Database Query Optimization: Index Optimization
Problem Description:
Assume you have a user order table (orders) containing millions of records. You now need to query a specific user's order data from the last 30 days, but the query is very slow. Please analyze the possible reasons and provide specific optimization ideas and solutions.
Detailed Knowledge Points:
1. Problem Analysis
First, we need to understand why the query is slow. Assume the table structure and query statement are as follows:
-- Table Structure
CREATE TABLE orders (
id INT PRIMARY KEY,
user_id INT,
order_date DATETIME,
amount DECIMAL(10,2),
status VARCHAR(20)
);
-- Query Statement
SELECT * FROM orders
WHERE user_id = 123
AND order_date >= DATE_SUB(NOW(), INTERVAL 30 DAY);
Possible reasons for slow query:
- No suitable index, leading to full table scan
- Index exists but is poorly designed
- Data volume is too large, causing index ineffectiveness
2. Basic Principles of Indexes
An index is like the table of contents of a book, allowing for quick data location. Common index types:
- B+Tree Index: Most common, suitable for range queries
- Hash Index: Suitable for equality queries, does not support range queries
3. Index Optimization Solutions
Step 1: Analyze Existing Indexes
Use EXPLAIN to analyze the query execution plan:
EXPLAIN SELECT * FROM orders
WHERE user_id = 123
AND order_date >= DATE_SUB(NOW(), INTERVAL 30 DAY);
Observe key metrics:
- type: ALL indicates a full table scan, requiring optimization
- possible_keys: Possible indexes that can be used
- key: The index actually used
Step 2: Design a Suitable Index
For this query, we need to create a composite index:
-- Option 1: Put user_id first
CREATE INDEX idx_user_date ON orders(user_id, order_date);
-- Option 2: If frequent range queries by time, adjust the order
CREATE INDEX idx_date_user ON orders(order_date, user_id);
Selection Principles:
- Place equality query fields (user_id) first
- Place range query fields (order_date) later
- Consider query frequency and selectivity
Step 3: Index Usage Details
Leftmost Prefix Principle of Composite Indexes:
- The
idx_user_dateindex can be used for:- WHERE user_id = 123
- WHERE user_id = 123 AND order_date >= '2023-01-01'
- But NOT for: WHERE order_date >= '2023-01-01' (cannot use index)
Step 4: Avoid Index Invalidation Scenarios
Common scenarios where indexes become ineffective:
-- 1. Performing operations on indexed columns (ineffective)
WHERE YEAR(order_date) = 2023
-- 2. Using inequality conditions (may be ineffective)
WHERE user_id != 123
-- 3. Using OR conditions (needs optimization)

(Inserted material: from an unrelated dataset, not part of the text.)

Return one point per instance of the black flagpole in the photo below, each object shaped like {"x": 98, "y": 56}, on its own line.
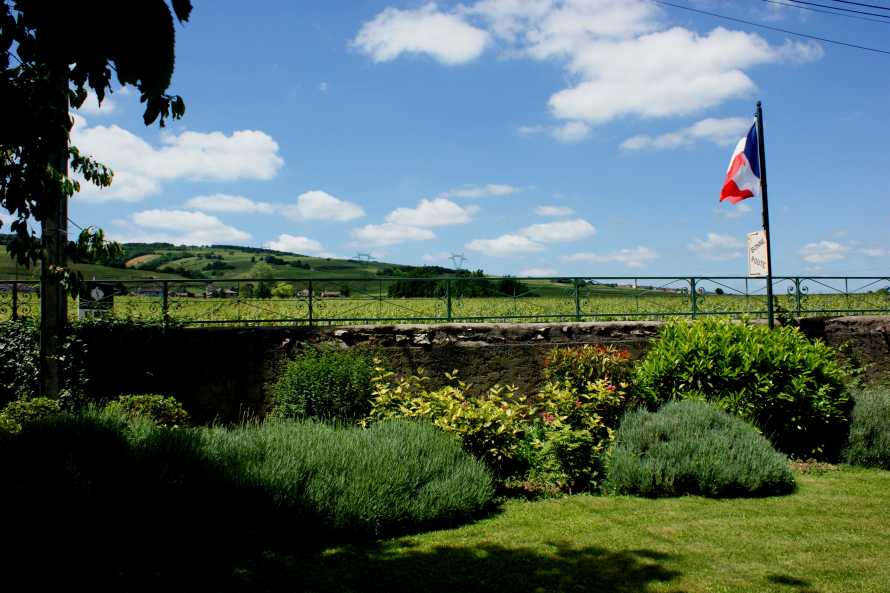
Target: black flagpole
{"x": 761, "y": 153}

WHERE user_id = 123 OR amount > 100
-- 4. Fuzzy query starting with a wildcard
WHERE user_id LIKE '%123%'
4. Advanced Optimization Techniques
Covering Index Optimization:
If only specific columns are needed, create a covering index:
-- Query only the required columns
SELECT user_id, order_date, amount
FROM orders
WHERE user_id = 123
AND order_date >= DATE_SUB(NOW(), INTERVAL 30 DAY);
-- Create an index covering all queried columns
CREATE INDEX idx_covering ON orders(user_id, order_date, amount);
Index Partitioning Strategy:
For extremely large-scale data, consider:
- Partitioning by time
- Hash partitioning by user ID
- Design partitioning strategies based on business characteristics
5. Practical Recommendations
- Use slow query logs to identify problematic SQL statements
- Regularly analyze index usage
- Avoid over-indexing (affects write performance)
- Monitor index fragmentation and perform regular maintenance
Through such systematic optimization, queries that originally took several seconds can be optimized to millisecond levels, significantly improving system performance.